Furthermore, TSG-6 expression in hAT-MSCs was knocked down after transient transfection with small interfering RNAs (siRNAs). hAT-MSCs transfected with siRNAs maintained their fibroblast-like shape, proliferative ability, and differentiation potential in vitro (Supplementary Fig. S2). TSG-6 expression was shown to be suppressed in hAT-MSCs transfected with TSG-6 siRNA (siTSG6-hAT-MSCs), whereas there was no significant change in TSG-6 expression levels in hAT-MSCs transfected with the control siRNA (siCTL-hAT-MSCs), compared with those in the naïve hAT-MSCs (Fig. 6a).
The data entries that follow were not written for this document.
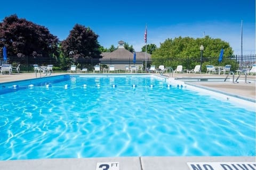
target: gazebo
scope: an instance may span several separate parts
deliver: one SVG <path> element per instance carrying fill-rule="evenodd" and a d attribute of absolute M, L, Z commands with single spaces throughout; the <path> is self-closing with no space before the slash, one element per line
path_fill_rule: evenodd
<path fill-rule="evenodd" d="M 101 64 L 106 64 L 108 66 L 114 65 L 117 70 L 125 70 L 125 66 L 135 66 L 143 67 L 146 60 L 145 52 L 135 52 L 136 62 L 133 63 L 133 53 L 124 48 L 125 42 L 119 41 L 117 49 L 112 52 L 101 53 L 102 58 L 100 59 Z M 147 60 L 151 60 L 151 55 L 147 54 Z M 147 62 L 148 63 L 148 62 Z"/>

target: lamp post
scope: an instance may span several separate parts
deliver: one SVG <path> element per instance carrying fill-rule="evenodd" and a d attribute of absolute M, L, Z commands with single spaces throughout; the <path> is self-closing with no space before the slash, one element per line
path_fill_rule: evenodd
<path fill-rule="evenodd" d="M 204 50 L 204 47 L 202 45 L 200 46 L 200 51 L 201 52 L 201 57 L 200 58 L 200 71 L 202 71 L 202 63 L 203 62 L 203 51 Z"/>

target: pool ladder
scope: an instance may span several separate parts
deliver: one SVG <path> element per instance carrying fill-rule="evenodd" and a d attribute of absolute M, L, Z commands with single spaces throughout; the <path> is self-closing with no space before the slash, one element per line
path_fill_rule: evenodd
<path fill-rule="evenodd" d="M 40 73 L 40 77 L 42 76 L 42 72 L 43 73 L 45 74 L 44 76 L 46 76 L 47 75 L 51 75 L 51 71 L 47 68 L 46 69 L 42 69 L 42 68 L 39 68 L 39 69 L 37 69 L 36 70 L 35 73 L 36 73 L 36 78 L 37 77 L 37 72 Z"/>
<path fill-rule="evenodd" d="M 233 83 L 238 83 L 238 82 L 237 81 L 237 80 L 238 80 L 239 78 L 240 77 L 240 75 L 241 75 L 241 73 L 244 73 L 244 75 L 245 75 L 245 83 L 251 83 L 250 82 L 247 82 L 247 72 L 246 72 L 246 71 L 244 71 L 244 72 L 239 72 L 238 76 L 237 77 L 237 78 L 236 78 L 236 80 L 235 81 L 235 73 L 234 73 L 234 72 L 230 71 L 229 73 L 228 73 L 228 74 L 227 75 L 227 76 L 226 77 L 225 80 L 224 80 L 224 81 L 226 81 L 226 80 L 227 80 L 227 79 L 229 76 L 229 75 L 232 74 L 232 81 L 233 81 Z"/>

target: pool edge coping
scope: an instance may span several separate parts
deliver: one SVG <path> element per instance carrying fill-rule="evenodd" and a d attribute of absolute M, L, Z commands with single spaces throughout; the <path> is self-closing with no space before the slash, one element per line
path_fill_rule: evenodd
<path fill-rule="evenodd" d="M 121 170 L 189 170 L 190 169 L 188 165 L 188 163 L 250 162 L 255 164 L 255 158 L 253 156 L 119 157 L 1 160 L 0 167 L 1 169 L 8 170 L 96 170 L 97 163 L 118 163 L 119 165 L 118 169 Z"/>

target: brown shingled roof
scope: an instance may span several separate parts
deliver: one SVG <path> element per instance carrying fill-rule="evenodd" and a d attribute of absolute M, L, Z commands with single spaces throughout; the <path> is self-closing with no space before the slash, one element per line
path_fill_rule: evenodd
<path fill-rule="evenodd" d="M 112 52 L 104 52 L 101 53 L 102 59 L 129 59 L 133 58 L 133 53 L 125 48 L 118 48 Z M 147 59 L 151 58 L 151 54 L 147 54 Z M 137 60 L 145 60 L 145 52 L 136 52 Z"/>

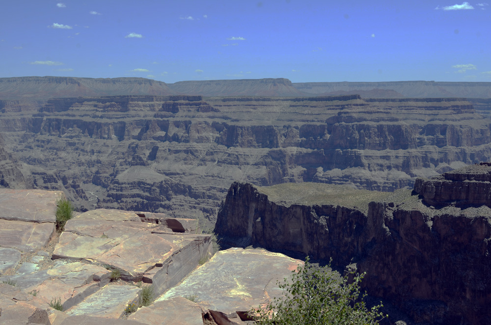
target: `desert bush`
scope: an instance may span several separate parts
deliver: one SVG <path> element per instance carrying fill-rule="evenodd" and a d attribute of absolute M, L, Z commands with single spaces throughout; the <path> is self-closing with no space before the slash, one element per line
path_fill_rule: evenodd
<path fill-rule="evenodd" d="M 142 306 L 150 306 L 154 299 L 153 287 L 151 285 L 143 287 L 140 294 L 140 299 Z"/>
<path fill-rule="evenodd" d="M 64 196 L 60 197 L 56 201 L 56 230 L 63 231 L 66 222 L 73 217 L 75 209 L 72 202 L 66 199 Z"/>
<path fill-rule="evenodd" d="M 198 298 L 197 295 L 186 295 L 183 297 L 190 301 L 192 301 L 193 302 L 198 302 Z"/>
<path fill-rule="evenodd" d="M 54 301 L 53 301 L 54 300 Z M 54 298 L 51 299 L 51 302 L 50 302 L 50 307 L 54 308 L 57 310 L 59 310 L 60 311 L 63 311 L 63 304 L 61 303 L 61 298 L 60 298 L 56 300 L 56 298 Z"/>
<path fill-rule="evenodd" d="M 371 325 L 383 318 L 382 304 L 368 309 L 360 294 L 365 273 L 355 271 L 336 276 L 329 266 L 309 263 L 292 272 L 291 279 L 278 283 L 284 296 L 275 298 L 265 308 L 252 308 L 248 314 L 258 324 L 275 325 Z M 353 277 L 352 281 L 349 281 Z"/>

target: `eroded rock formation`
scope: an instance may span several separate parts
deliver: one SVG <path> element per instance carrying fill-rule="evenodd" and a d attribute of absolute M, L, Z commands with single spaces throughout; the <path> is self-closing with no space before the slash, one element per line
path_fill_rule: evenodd
<path fill-rule="evenodd" d="M 65 98 L 5 102 L 0 132 L 26 182 L 63 190 L 81 211 L 165 212 L 213 223 L 234 181 L 391 191 L 488 161 L 491 123 L 479 107 L 462 98 L 357 95 Z"/>
<path fill-rule="evenodd" d="M 355 263 L 369 293 L 394 302 L 411 322 L 487 324 L 490 172 L 483 164 L 418 179 L 412 193 L 236 183 L 215 231 L 234 245 Z"/>

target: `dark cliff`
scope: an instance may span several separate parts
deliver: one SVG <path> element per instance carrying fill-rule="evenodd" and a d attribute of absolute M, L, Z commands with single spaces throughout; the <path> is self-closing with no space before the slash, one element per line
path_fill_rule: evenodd
<path fill-rule="evenodd" d="M 340 267 L 355 263 L 367 272 L 362 285 L 368 292 L 392 301 L 415 324 L 489 324 L 491 209 L 479 198 L 490 190 L 488 181 L 474 176 L 491 167 L 472 167 L 481 172 L 468 167 L 441 176 L 454 179 L 455 192 L 462 182 L 477 184 L 477 192 L 465 192 L 464 207 L 444 195 L 430 206 L 410 190 L 234 183 L 215 232 L 229 244 L 332 258 Z"/>

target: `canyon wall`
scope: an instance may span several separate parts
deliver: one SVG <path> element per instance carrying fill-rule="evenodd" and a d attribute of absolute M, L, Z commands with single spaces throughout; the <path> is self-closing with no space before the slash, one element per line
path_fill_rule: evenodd
<path fill-rule="evenodd" d="M 148 210 L 213 224 L 235 181 L 393 191 L 491 159 L 486 110 L 462 98 L 142 95 L 26 103 L 1 102 L 5 150 L 27 181 L 65 191 L 82 210 Z"/>
<path fill-rule="evenodd" d="M 491 209 L 479 201 L 490 190 L 478 174 L 490 177 L 491 167 L 475 165 L 418 179 L 412 193 L 235 183 L 215 231 L 229 244 L 332 258 L 342 268 L 354 264 L 367 272 L 362 287 L 397 305 L 411 323 L 488 324 Z M 437 190 L 427 199 L 428 189 L 442 188 L 441 179 L 452 178 L 460 180 L 447 188 L 465 194 L 454 198 Z M 466 190 L 470 184 L 479 190 Z M 439 204 L 434 206 L 436 197 Z"/>

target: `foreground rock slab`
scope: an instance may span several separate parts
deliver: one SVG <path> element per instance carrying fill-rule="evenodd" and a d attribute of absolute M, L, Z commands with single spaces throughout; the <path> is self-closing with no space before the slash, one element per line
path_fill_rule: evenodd
<path fill-rule="evenodd" d="M 200 305 L 236 318 L 251 306 L 282 296 L 277 281 L 289 276 L 301 263 L 263 249 L 230 248 L 217 252 L 157 301 L 195 296 Z"/>
<path fill-rule="evenodd" d="M 178 297 L 143 307 L 128 319 L 148 325 L 203 325 L 205 311 L 197 304 Z"/>

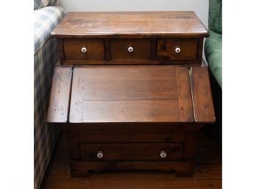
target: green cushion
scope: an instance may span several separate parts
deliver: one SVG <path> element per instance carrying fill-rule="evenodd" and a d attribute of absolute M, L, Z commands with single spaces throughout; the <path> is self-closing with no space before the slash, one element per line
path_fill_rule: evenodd
<path fill-rule="evenodd" d="M 205 40 L 205 54 L 209 67 L 222 88 L 222 35 L 210 30 Z"/>
<path fill-rule="evenodd" d="M 222 33 L 222 0 L 209 1 L 209 29 Z"/>

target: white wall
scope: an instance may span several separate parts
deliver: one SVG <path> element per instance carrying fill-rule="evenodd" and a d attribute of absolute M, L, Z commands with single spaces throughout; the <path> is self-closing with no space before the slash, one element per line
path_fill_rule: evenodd
<path fill-rule="evenodd" d="M 208 26 L 209 0 L 59 0 L 67 12 L 193 10 Z"/>

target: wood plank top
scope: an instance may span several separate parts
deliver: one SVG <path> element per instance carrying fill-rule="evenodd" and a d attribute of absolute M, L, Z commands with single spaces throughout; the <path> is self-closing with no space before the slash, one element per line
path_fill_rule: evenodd
<path fill-rule="evenodd" d="M 186 65 L 83 65 L 73 71 L 70 123 L 193 121 Z"/>
<path fill-rule="evenodd" d="M 48 123 L 68 122 L 72 66 L 57 65 L 51 82 Z"/>
<path fill-rule="evenodd" d="M 54 38 L 204 38 L 209 35 L 193 11 L 68 13 Z"/>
Additionally, the concentration of TSG-6 protein secreted by siTSG6-hAT-MSCs was significantly decreased compared with that by the naïve or siCTL-hAT-MSCs (Fig. 6b). Afterwards, we co-cultured LPS-stimulated Raw 264.7 cells with naive or siRNA transfected hAT-MSCs in a transwell system for 48 h, and showed that M2 macrophage marker gene expression levels were significantly reduced in LPS-stimulated Raw 264.7 cells co-cultured with siTSG6-hAT-MSCs compared with those in the naïve hAT-MSCs (Fig. 6c). Furthermore, CD206 and Arg1 levels were significantly decreased as well in the LPS-stimulated Raw 264.7 cells co-cultured with siTSG6-hAT-MSCs (Fig. 6d). In contrast to this, siCTL-hAT-MSCs, with normal TSG-6 secretion levels, did not affect the gene or protein expression of M2 macrophage markers in LPS-stimulated Raw 264.7 cells (Fig. 6c and d).

Figure 6
figure 6

Expression of M2 macrophage markers decreases in hAT-MSCs transfected with TSG-6 siRNA. (a,b) TSG-6 (a) mRNA and (b) protein expression levels in hAT-MSCs transfected with TSG-6 siRNA (siTSG6-hAT-MSCs), hAT-MSCs transfected with control siRNA (siCTL-hAT-MSCs), hAT-MSCs with transfection reagent, and naïve hAT-MSCs. (c,d) LPS-stimulated Raw 264.7 macrophages were co-cultured with naïve or siCTL- or siTSG6-hAT-MSCs for 48 h. (c) CD206, Arg1, Fizz1, and Ym1 mRNA expression levels in these cells. (d) CD206 and Arg1 protein expression levels. Results are presented as mean ± standard deviation obtained in three independent experiments. *P < 0.05, **P < 0.01, ***P < 0.001.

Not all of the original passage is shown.